Learning a foreign language is one of the best ways to educate for peace. In fact, when you learn a language, you encounter another culture at the same time. We can travel to discover another culture, but studying its language influences us much more deeply, because each language carries with it an understanding of the world of its own. Rubbing shoulders with a vision of the world different from ours opens the limits of our thinking by showing us another way of relating to objects and people.

For example, in French, we say "Attention à la marche!" to warn someone of a risk of falling down stairs. The emphasis of the sentence is on walking, which represents a potential danger to the person. In the same situation, in English we would rather say "Watch your step!" Here, the word "step" translates to "not." The emphasis of the sentence is on the person taking the step rather than the object. This mundane example reveals an interesting difference between French and English in this situation. The sentence in English implies that the person is responsible for his well-being, since it is he who sets the pace, while in French the person is a victim of the danger of walking. In English, the subject is active while it is passive in French. This is a different worldview between the two languages, which teaches us something about the people belonging to a culture that speaks them.

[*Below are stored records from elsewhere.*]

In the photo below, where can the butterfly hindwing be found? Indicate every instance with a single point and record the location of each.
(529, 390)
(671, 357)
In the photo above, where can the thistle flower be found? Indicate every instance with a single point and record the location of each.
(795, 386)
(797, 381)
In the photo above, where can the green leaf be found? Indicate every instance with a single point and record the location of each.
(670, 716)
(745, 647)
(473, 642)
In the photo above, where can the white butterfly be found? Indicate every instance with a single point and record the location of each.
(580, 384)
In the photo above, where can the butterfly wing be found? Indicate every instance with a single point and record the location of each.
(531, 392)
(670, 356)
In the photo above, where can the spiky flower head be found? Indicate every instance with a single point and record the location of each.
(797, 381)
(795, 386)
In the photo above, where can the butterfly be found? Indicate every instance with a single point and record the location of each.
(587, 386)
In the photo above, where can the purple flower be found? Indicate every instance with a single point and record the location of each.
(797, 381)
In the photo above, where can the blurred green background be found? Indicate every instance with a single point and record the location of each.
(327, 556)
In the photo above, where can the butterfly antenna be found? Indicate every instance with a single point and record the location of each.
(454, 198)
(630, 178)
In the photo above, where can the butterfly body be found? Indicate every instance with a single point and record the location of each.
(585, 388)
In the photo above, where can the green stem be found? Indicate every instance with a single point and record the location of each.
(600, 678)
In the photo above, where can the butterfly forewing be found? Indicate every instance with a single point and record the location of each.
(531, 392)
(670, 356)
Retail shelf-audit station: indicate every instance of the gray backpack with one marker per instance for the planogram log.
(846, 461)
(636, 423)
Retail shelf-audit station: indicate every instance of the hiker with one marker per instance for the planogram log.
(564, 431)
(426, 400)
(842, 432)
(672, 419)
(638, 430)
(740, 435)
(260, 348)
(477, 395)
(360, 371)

The interest of lingering over this type of analysis lies in the nuances and differences in the expression of the same situation for the two languages. As we learn, we notice more of these kinds of nuances. Little by little, a new conception of the world takes shape in our mind, which mixes with that of our mother tongue. This mixture makes our thinking more flexible, and allows us to imagine ourselves more easily in the shoes of others.

When we begin to understand how a person from another culture thinks, that person becomes concrete for us. A more sincere and fair portrait replaces the abstract or caricatural one constructed by the prejudices we hold about it. The more we understand how the other thinks, the more we can establish points of resemblance with them and the more the cultural distance which separates us becomes thinner. In other words, learning the language of another culture opens us up to others by realizing the humanity we share. And it is precisely in this way that learning a strange language is simultaneously learning peace, because when you know a person or a people, it is very difficult to hate them, as it is very well said. Henri Bergson: “He who knows the language and literature of a people thoroughly cannot be its enemy ”.

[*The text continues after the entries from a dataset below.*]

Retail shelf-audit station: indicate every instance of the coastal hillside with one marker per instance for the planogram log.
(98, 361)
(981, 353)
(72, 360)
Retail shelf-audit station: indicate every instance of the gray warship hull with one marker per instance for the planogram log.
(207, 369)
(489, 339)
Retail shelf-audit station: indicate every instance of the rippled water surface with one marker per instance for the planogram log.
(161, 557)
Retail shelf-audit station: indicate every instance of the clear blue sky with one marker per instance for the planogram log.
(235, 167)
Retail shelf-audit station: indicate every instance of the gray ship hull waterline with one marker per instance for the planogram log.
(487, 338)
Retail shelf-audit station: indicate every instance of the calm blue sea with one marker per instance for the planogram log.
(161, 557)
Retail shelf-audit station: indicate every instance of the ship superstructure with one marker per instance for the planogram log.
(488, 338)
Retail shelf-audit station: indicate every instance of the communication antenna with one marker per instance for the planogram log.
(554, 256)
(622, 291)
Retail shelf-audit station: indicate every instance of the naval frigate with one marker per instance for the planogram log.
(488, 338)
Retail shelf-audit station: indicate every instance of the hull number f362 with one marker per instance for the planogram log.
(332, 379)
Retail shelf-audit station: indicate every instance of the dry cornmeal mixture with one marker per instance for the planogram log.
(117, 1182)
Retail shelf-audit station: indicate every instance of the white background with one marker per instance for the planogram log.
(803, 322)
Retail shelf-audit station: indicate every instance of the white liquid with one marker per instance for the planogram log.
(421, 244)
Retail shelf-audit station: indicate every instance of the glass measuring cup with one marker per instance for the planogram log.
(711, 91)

Thus, learning another language means inserting ourselves into another culture and into another conception of the world. This exercise softens our thinking and reveals to us the humanity of the other. When we can imagine how a person from a different culture thinks, it means that we understand them, and the other, finally, is no longer so foreign as that. It's easy to hate a person or despise a culture we don't know. But from the moment we feel a certain sympathy for them, which happens when we study a language, contempt and hatred give way to respect and compassion. This is why a comprehensive education, which aims to promote peace, focuses on learning second languages.

Author: Roxanne Deschesnes, master's student in philosophy and tutor at Mon Tuteur

Henri Bergson, The two sources of morality and religion , Presses Universitaires de France, Paris, 2013, p. 304-305.

Share this post

← Older Post Newer Post →

Leave a comment

Please note, comments must be approved before they are published.